本文从源码的角度分析一下AT模式下Client端启动流程,所谓的Client端,即业务应用方。分布式事务分为三个模块:TC、TM、RM。其中TC位于seata-server端,而TM、RM通过SDK的方式运行在client端。
下图展示了Seata官方Demo的一个分布式事务场景,分为如下几个微服务,共同实现了一个下订单、扣库存、扣余额的分布式事务。
从上图也可以看出,在AT模式下Seata Client端主要通过如下三个模块来实现分布式事务:
引用seata分布式事务SDK有两种方式,依赖seata-all或者seata-spring-boot-starter,推荐使用seata-spring-boot-starter,因为该starter已经自动注入了上面提到的三个模块,用户只要添加相应的配置,在业务代码添加全局分布式事务注解即可。下面从seata-spring-boot-starter项目中的代码入手:
如下图所示是seata-spring-boot-starter的项目结构:
主要分为以下几个模块:
对于springboot-starter项目,我们先查看resources/META-INF/spring.factories文件:
# Auto Configure
org.springframework.boot.autoconfigure.EnableAutoConfiguration=
io.seata.spring.boot.autoconfigure.SeataAutoConfiguration
可以看到在spring.factories中配置了自动装配类:SeataAutoConfiguration,在该装配类中主要注入了GlobalTransactionScanner和seataAutoDataSourceProxyCreator两个实例。代码如下:
@ComponentScan(basePackages = "io.seata.spring.boot.autoconfigure.properties")
@ConditionalOnProperty(prefix = StarterConstants.SEATA_PREFIX, name = "enabled",
havingValue = "true",
matchIfMissing = true)
@Configuration
@EnableConfigurationProperties({
SeataProperties.class})
public class SeataAutoConfiguration {
...
// GlobalTransactionScanner负责为添加GlobalTransaction注解的方法添加拦截器,
// 并且负责初始化RM、TM
@Bean
@DependsOn({
BEAN_NAME_SPRING_APPLICATION_CONTEXT_PROVIDER, BEAN_NAME_FAILURE_HANDLER})
@ConditionalOnMissingBean(GlobalTransactionScanner.class)
public GlobalTransactionScanner globalTransactionScanner(SeataProperties seataProperties,
FailureHandler failureHandler) {
if (LOGGER.isInfoEnabled()) {
LOGGER.info("Automatically configure Seata");
}
return new GlobalTransactionScanner(seataProperties.getApplicationId(),
seataProperties.getTxServiceGroup(),
failureHandler);
}
// SeataAutoDataSourceProxyCreator负责为Spring中的所有DataSource生成代理对象,
// 从而实现拦截所有SQL的执行
@Bean(BEAN_NAME_SEATA_AUTO_DATA_SOURCE_PROXY_CREATOR)
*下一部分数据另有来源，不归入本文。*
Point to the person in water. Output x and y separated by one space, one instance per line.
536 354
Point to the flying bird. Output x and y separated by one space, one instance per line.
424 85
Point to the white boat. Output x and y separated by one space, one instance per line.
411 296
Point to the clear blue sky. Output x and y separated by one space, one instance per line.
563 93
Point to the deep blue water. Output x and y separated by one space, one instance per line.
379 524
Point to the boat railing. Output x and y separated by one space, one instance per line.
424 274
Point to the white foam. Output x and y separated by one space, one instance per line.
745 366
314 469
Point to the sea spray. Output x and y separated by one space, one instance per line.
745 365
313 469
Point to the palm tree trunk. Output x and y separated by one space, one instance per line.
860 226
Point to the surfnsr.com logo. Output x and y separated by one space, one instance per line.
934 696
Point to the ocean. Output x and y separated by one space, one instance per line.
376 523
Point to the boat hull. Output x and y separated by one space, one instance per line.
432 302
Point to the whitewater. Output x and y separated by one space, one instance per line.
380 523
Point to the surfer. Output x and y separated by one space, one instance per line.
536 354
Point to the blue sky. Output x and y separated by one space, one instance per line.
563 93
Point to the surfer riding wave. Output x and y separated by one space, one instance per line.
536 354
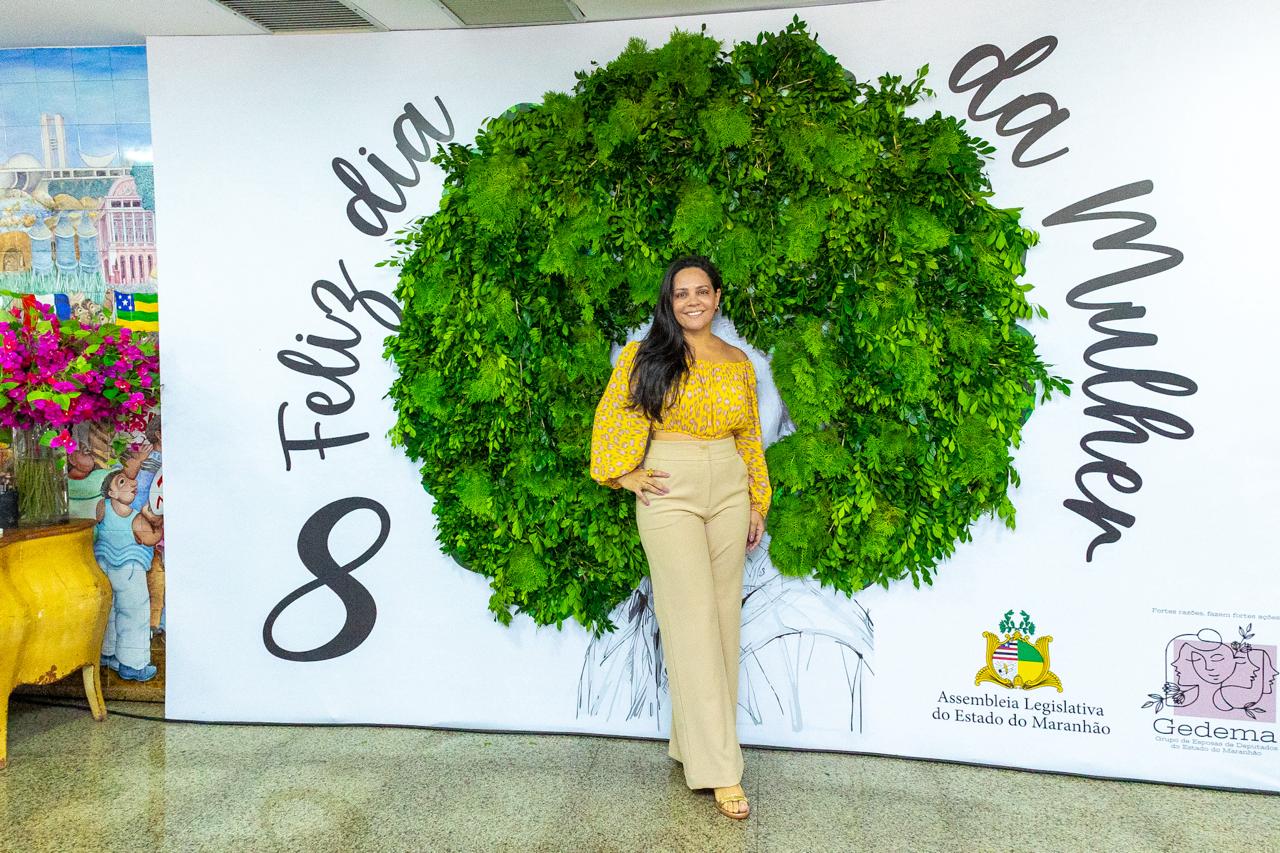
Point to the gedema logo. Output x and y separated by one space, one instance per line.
1206 676
1015 661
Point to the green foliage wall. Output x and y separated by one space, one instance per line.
858 247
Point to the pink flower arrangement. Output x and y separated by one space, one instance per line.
58 374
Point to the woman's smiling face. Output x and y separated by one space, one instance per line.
693 299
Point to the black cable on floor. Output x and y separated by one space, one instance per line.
617 737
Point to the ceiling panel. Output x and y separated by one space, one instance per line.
40 23
69 23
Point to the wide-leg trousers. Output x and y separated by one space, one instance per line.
695 541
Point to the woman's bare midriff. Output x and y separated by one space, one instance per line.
663 436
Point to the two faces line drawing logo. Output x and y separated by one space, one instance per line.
1014 661
1206 676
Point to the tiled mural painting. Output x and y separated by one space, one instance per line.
77 218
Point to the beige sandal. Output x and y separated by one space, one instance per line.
721 803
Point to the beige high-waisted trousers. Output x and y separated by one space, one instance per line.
695 541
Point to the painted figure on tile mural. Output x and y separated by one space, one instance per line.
124 546
149 496
88 466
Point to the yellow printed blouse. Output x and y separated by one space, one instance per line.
717 400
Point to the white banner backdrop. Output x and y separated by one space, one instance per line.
1164 644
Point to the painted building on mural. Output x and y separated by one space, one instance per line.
77 218
127 236
74 131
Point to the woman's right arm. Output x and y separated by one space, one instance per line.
620 433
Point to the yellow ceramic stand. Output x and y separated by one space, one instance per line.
54 602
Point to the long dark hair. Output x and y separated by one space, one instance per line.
663 357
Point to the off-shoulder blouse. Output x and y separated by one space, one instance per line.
717 400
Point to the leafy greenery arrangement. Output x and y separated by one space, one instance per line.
858 247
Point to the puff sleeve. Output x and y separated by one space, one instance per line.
752 450
620 433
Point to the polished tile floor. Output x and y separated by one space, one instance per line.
138 785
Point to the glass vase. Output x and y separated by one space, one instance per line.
40 477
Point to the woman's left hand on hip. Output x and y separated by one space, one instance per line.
754 530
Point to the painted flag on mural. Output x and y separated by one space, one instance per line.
59 302
137 311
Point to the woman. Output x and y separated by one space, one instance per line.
679 425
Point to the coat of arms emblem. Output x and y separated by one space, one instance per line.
1014 660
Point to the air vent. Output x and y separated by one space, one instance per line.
302 16
481 13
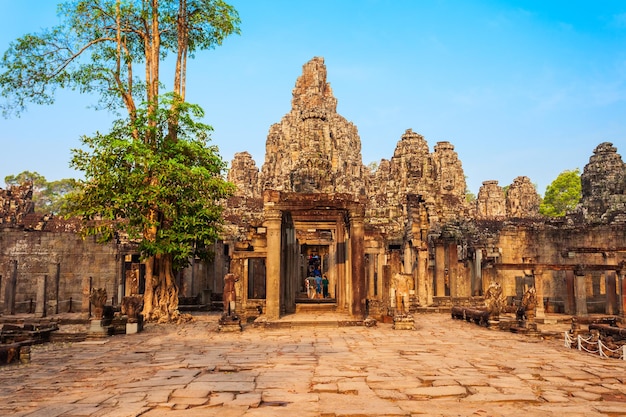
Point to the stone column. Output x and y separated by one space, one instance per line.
611 293
622 306
580 290
357 248
408 259
477 279
440 271
456 283
86 304
570 296
10 290
424 292
273 223
40 306
541 313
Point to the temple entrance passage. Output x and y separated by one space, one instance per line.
316 270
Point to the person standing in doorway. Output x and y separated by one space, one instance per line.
318 283
325 286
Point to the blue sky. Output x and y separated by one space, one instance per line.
518 87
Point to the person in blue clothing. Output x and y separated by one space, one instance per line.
318 282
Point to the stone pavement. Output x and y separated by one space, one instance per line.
444 367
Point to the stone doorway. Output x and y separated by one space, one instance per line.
316 260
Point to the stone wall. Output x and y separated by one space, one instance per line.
65 258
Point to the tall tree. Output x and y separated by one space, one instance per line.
97 49
562 195
48 196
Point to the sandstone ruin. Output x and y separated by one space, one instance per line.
313 200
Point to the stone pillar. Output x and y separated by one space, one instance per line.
541 313
40 306
57 283
357 252
408 258
622 307
440 271
424 291
273 223
580 291
611 293
9 291
86 304
569 300
477 279
455 282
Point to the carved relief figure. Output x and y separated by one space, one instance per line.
230 294
400 286
494 300
528 306
98 298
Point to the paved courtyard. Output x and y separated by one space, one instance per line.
443 368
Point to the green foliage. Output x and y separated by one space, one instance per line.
48 197
97 50
562 195
170 185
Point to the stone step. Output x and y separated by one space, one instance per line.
302 308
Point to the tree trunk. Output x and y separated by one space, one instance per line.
161 296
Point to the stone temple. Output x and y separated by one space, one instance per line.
390 240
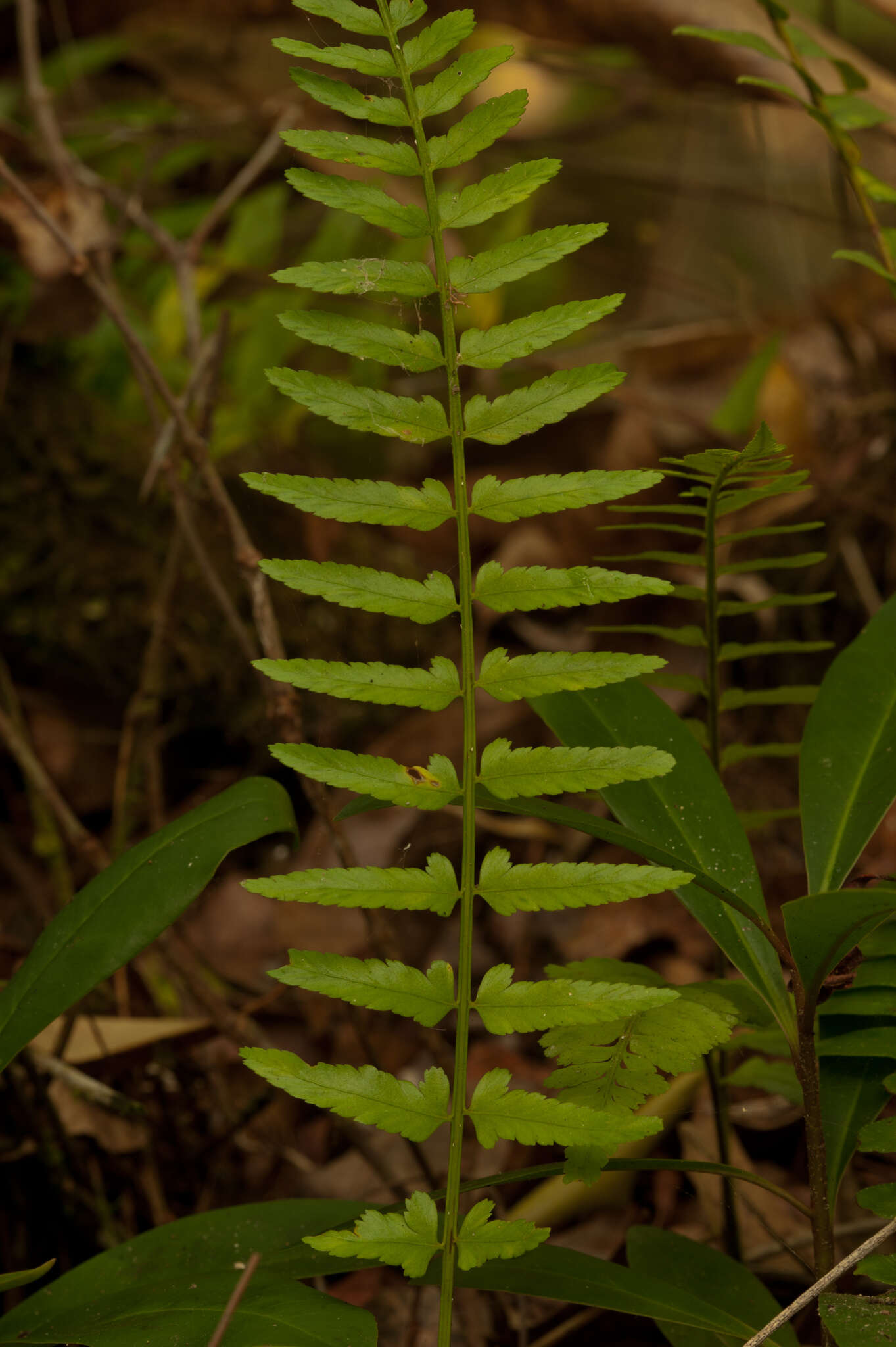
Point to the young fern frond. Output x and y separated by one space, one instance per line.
719 484
366 1094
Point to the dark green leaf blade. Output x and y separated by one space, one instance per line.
132 902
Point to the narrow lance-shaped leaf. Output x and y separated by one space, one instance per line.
493 194
376 984
534 675
364 408
374 592
509 262
350 501
510 773
419 787
360 1092
383 685
434 889
360 199
548 888
413 352
521 497
478 130
494 347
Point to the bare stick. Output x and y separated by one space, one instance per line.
822 1284
230 1308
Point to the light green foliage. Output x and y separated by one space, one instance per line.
548 888
376 984
360 1092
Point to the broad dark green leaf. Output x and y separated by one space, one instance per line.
695 1269
493 194
171 1284
494 347
688 814
361 408
361 199
130 904
848 762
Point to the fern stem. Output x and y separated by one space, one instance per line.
467 686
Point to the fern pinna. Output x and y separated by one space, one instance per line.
411 1238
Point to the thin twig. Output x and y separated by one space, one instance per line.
822 1284
230 1308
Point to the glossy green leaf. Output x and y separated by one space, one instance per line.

@ConditionalOnProperty(prefix = StarterConstants.SEATA_PREFIX, name = {
"enableAutoDataSourceProxy", "enable-auto" +
"-data-source-proxy"}, havingValue = "true", matchIfMissing = true)
@ConditionalOnMissingBean(SeataAutoDataSourceProxyCreator.class)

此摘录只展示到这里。